At the time, atoms were the smallest particles known, the electron was unknown, and what carried electric currents was a mystery. Many ingenious types of Crookes tubes were built to determine the properties of cathode rays (see below). The high energy beams of pure electrons in the tubes revealed their properties much better than electrons flowing in wires. The colorful glowing tubes were also popular in public lectures to demonstrate the mysteries of the new science of electricity. Decorative tubes were made with fluorescent minerals, or butterfly figures painted with fluorescent paint, sealed inside. When power was applied, the fluorescent materials lit up with many glowing colors.

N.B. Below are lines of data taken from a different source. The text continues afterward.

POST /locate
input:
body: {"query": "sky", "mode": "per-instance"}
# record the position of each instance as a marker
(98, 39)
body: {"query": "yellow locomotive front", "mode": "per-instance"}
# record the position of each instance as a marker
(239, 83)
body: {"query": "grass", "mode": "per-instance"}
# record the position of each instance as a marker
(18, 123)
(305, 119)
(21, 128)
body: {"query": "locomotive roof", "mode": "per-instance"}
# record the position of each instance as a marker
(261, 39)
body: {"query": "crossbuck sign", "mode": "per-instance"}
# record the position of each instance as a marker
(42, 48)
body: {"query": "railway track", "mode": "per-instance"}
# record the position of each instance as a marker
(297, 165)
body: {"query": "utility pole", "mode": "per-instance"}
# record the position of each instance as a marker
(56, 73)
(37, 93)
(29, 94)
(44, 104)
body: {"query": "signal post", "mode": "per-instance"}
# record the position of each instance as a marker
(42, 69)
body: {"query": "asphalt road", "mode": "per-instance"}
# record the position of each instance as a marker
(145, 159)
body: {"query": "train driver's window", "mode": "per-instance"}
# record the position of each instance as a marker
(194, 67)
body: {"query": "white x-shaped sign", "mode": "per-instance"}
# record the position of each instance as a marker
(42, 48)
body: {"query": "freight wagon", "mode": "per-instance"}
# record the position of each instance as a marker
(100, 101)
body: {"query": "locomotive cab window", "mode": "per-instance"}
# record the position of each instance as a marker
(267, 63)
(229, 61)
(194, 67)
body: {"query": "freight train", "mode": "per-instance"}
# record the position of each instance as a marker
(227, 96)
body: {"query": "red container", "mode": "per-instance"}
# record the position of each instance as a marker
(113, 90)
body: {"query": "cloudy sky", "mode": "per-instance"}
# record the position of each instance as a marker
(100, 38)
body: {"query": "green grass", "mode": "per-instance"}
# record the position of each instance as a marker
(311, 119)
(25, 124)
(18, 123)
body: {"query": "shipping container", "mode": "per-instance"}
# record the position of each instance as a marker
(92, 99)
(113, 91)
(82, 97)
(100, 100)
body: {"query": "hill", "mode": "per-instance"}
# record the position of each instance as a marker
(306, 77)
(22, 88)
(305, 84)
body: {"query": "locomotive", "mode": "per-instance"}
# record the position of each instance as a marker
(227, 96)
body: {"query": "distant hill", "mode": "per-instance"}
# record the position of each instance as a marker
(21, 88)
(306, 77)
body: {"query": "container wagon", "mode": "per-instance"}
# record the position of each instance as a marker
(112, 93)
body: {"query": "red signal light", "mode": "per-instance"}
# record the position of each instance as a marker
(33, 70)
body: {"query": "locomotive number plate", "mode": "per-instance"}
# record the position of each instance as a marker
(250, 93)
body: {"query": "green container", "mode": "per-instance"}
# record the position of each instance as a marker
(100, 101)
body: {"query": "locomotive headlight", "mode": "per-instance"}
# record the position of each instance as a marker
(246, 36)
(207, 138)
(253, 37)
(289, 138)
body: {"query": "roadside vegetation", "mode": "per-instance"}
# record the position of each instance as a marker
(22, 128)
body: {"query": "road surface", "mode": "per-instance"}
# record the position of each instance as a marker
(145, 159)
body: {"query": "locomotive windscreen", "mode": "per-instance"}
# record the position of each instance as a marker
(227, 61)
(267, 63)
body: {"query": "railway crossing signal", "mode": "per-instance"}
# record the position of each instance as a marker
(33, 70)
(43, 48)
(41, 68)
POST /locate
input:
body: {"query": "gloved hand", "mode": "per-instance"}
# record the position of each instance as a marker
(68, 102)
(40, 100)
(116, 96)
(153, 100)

In 1895, Wilhelm Röntgen discovered X-rays emanating from Crookes tubes. The many uses for X-rays were immediately apparent, the first practical application for Crookes tubes.
Crookes tubes were unreliable and temperamental. Both the energy and the quantity of cathode rays produced depended on the pressure of residual gas in the tube. Over time the gas was absorbed by the walls of the tube, reducing the pressure. This reduced the amount of cathode rays produced and caused the voltage across the tube to increase, creating 'harder' more energetic cathode rays. Soon the pressure got so low the tube stopped working entirely.
The electronic vacuum tubes invented later around 1906 superseded the Crookes tube. These operate at a still lower pressure, around 10−9 atm (10−4 Pa), at which there are so few gas molecules that they don't conduct by ionization. Instead, they use a more reliable and controllable source of electrons, a heated filament or hot cathode which releases electrons by thermionic emission. The ionization method of creating cathode rays used in Crookes tubes is today only used in a few specialized gas discharge tubes such as krytrons.
The technology of manipulating electron beams pioneered in Crookes tubes was applied practically in the design of vacuum tubes, and particularly in the invention of the cathode ray tube by Ferdinand Braun in 1897.